Still, the political thesis by which in the last year the world had invested into democratic Yugoslavia a lot less than the damage it had caused with the year-long sanctions against Milosevic and NATO bombardment (direct damage of around five billion dollars, indirect around 30 billion dollars) is receptive only to proud domestic ears and cosmic justice criteria, but has nothing to do with international reality. First, in a simplified manner, attention should be drawn towards the fact that in economics it is often more important if someone postpones debt payments of 100 dinars today, then to forgive 80 of the debt and demand that you pay 20 immediately etc. Therefore, the package of international support in the last year which is made up of close to a fourth of non repayable aid and more than three fourths of various loans and credit arrangements - shouldn't be overly scrutinized. What is a lot more important is to attempt to truly bring into the country the larger part of the promised aid and promised investments. And let history deal with justice. A return to the world of international finances, however, isn't completed, because our companies and banks cannot independently appear on the international money market for now, at least until our outside debts of around 12.5 billion dollars are regulated. Those debts will, according to the estimate of Dr. Mladjan Kovacevic, surpass 13 billion dollars by the end of the year, of which over nine billion dollars worth of debt payments, which haven't been paid, are now due - and that circumstance reduces the greatest success of the new government, and especially the federal government's deputy prime minister Dr. Miroljub Labus. Entrance into the World Trade Organization (WTO) couldn't have been expected immediately - and according to the latest news things are moving along at a good pace in that direction.

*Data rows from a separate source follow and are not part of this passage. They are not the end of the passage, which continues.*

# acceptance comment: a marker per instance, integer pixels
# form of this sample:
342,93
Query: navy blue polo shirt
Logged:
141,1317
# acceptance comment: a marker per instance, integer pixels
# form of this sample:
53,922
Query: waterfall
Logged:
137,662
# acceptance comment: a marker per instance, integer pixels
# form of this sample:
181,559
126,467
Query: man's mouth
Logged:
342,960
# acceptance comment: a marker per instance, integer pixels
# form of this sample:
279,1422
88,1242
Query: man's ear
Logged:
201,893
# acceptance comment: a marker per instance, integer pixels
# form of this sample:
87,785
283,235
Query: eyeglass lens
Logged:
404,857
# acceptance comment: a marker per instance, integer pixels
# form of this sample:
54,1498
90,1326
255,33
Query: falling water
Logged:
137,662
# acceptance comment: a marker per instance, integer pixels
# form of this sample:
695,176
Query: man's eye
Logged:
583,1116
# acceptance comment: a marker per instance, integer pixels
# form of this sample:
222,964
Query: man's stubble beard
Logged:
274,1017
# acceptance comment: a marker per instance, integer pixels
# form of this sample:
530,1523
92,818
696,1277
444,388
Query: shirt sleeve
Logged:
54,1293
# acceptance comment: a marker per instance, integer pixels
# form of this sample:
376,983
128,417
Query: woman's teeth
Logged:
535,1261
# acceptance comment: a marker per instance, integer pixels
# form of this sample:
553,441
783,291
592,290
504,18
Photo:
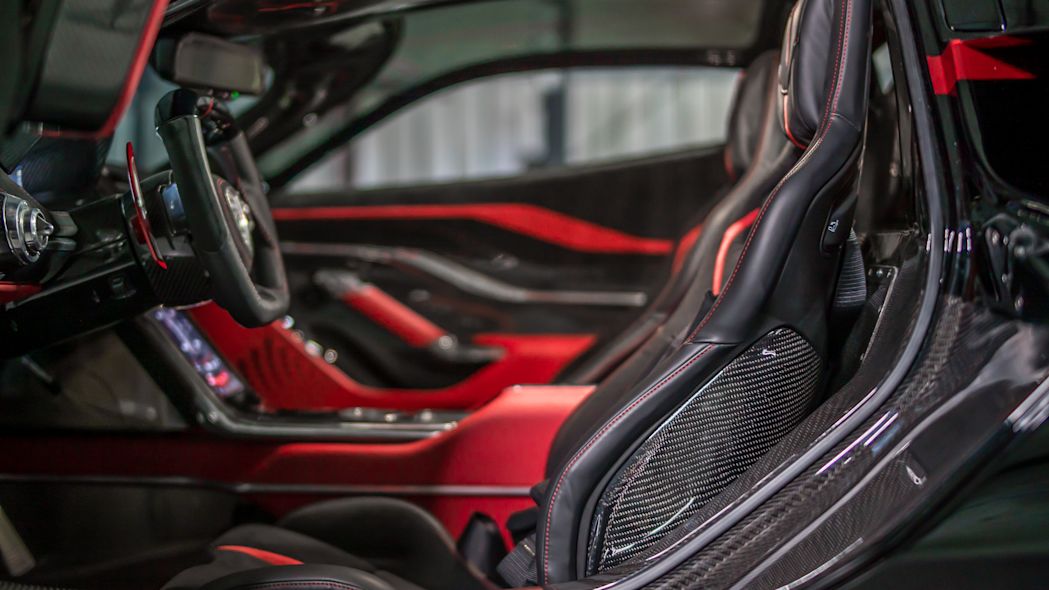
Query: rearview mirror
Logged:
202,62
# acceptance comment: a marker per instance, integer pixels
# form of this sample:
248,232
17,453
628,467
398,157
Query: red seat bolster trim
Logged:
731,233
261,554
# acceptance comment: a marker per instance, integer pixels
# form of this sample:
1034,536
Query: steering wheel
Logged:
231,226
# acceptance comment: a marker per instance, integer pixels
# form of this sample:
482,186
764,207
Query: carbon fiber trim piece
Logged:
967,357
707,443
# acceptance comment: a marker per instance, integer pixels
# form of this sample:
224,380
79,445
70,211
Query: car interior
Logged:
265,375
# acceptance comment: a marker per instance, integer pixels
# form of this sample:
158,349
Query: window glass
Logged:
510,124
442,40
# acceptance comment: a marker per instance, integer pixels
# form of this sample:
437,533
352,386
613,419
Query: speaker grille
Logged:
723,428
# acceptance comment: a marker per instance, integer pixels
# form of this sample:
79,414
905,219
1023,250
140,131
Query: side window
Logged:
506,125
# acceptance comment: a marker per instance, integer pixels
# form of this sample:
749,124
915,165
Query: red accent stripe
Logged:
286,377
967,60
790,135
394,316
684,247
261,554
731,233
16,291
142,53
528,219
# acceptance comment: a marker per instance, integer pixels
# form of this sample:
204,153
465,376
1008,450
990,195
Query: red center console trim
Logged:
275,362
504,444
394,316
527,219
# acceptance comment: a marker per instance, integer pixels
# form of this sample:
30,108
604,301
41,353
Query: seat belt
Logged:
850,294
16,555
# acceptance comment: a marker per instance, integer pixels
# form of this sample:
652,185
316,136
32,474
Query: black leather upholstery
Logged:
784,277
747,120
390,541
755,140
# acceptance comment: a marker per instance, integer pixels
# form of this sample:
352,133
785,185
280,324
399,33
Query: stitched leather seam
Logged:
838,67
597,436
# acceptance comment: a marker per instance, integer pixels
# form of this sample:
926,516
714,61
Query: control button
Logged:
26,229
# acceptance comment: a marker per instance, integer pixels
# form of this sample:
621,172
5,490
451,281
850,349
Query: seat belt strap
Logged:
850,294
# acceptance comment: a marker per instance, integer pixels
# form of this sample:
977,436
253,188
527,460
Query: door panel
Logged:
441,296
487,462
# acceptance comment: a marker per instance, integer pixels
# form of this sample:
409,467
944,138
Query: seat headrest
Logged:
809,65
755,95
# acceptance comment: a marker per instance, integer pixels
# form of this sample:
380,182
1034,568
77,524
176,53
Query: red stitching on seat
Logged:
823,126
593,440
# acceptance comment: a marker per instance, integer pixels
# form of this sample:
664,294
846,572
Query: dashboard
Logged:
198,231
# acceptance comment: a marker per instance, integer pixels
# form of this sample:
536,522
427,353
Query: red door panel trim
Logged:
17,291
274,361
968,60
527,219
394,316
730,235
261,554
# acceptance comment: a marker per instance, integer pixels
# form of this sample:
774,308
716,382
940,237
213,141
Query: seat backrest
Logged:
751,362
755,141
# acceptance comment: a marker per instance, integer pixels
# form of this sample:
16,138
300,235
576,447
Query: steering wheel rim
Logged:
254,291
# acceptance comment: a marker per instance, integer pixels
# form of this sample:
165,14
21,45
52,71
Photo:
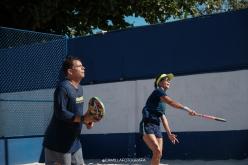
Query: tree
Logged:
81,17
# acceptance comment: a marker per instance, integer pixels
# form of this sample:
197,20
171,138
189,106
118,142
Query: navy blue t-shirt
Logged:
154,107
63,135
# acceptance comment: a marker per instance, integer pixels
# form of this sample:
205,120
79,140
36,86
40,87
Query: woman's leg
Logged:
155,145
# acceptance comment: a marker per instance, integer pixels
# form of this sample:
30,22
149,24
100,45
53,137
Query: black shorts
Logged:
150,128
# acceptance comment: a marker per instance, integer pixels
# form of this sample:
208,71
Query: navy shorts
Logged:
150,128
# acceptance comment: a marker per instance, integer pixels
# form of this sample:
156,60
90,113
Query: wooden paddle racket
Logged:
96,109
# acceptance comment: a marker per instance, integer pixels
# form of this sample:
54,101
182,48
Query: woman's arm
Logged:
177,105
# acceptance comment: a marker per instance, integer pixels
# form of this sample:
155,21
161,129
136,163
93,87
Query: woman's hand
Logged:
173,138
89,125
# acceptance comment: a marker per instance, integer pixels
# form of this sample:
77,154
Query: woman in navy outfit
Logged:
154,113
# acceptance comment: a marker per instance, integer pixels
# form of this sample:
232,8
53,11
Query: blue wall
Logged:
198,45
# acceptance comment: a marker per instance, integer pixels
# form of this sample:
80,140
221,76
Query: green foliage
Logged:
81,17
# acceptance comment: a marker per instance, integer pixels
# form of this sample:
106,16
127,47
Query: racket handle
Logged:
211,117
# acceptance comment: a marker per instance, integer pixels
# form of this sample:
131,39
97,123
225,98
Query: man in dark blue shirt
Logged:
62,137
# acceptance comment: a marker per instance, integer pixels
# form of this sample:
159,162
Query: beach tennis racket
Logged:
210,117
96,109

THE FATE OF THE DINAR: On second place of the positive side of the yearly economic budget, which is logically connected to the first aforementioned success of the new democratic government - one would have to note the increase of the state's foreign currency reserves from the inherited amount of approximately 385 million dollars to today's approximately 1055 million dollars - which has enabled stabilization of the dinar rate towards international currencies. There are a lot of experts who believe that a practical "freeze" of the dinar exchange rate (although it is a model of a managed, oscillating rate) of around 30 dinars for one German mark - in principle isn't good, especially for those who export from Serbia, since it favors those who import and therefore suffocates domestic production and widens the trade deficit - which still can't bypass the crucial significance of the domestic currency's stabilization for any kind of clarification of the economic conditions in the country. In a country with painful hyper inflation experience and a late transition, in which nothing is stable - from a job to a seat in parliament, at least money has to be totally stable for a while - so that anyone can at least evaluate what he has, and what he doesn't have, so that our companies and banks can for once face up to their own expenses and assess which of those expenses they can, and which of them they can't, transfer to the buyers etc. Anyway, the governor of the National Bank of Yugoslavia (NBJ) Mladjan Dinkic, who skillfully proclaimed the dinar's internal convertibility, has gradually managed to double the domestic money mass in the shadows of that stable dinar rate and to therefore reinstate the monetary system which had previously been losing ground under pressure of an archaic exchange of goods (which is impossible to control, tax and channel). Finally, Dinkic cannot be reproached even when he says that the relation of the foreign currencies supply and demand is now such that it can comfortably support a stable dinar, and that it would be mad to carry out some kind of "rate policy" with that relation of supply and demand.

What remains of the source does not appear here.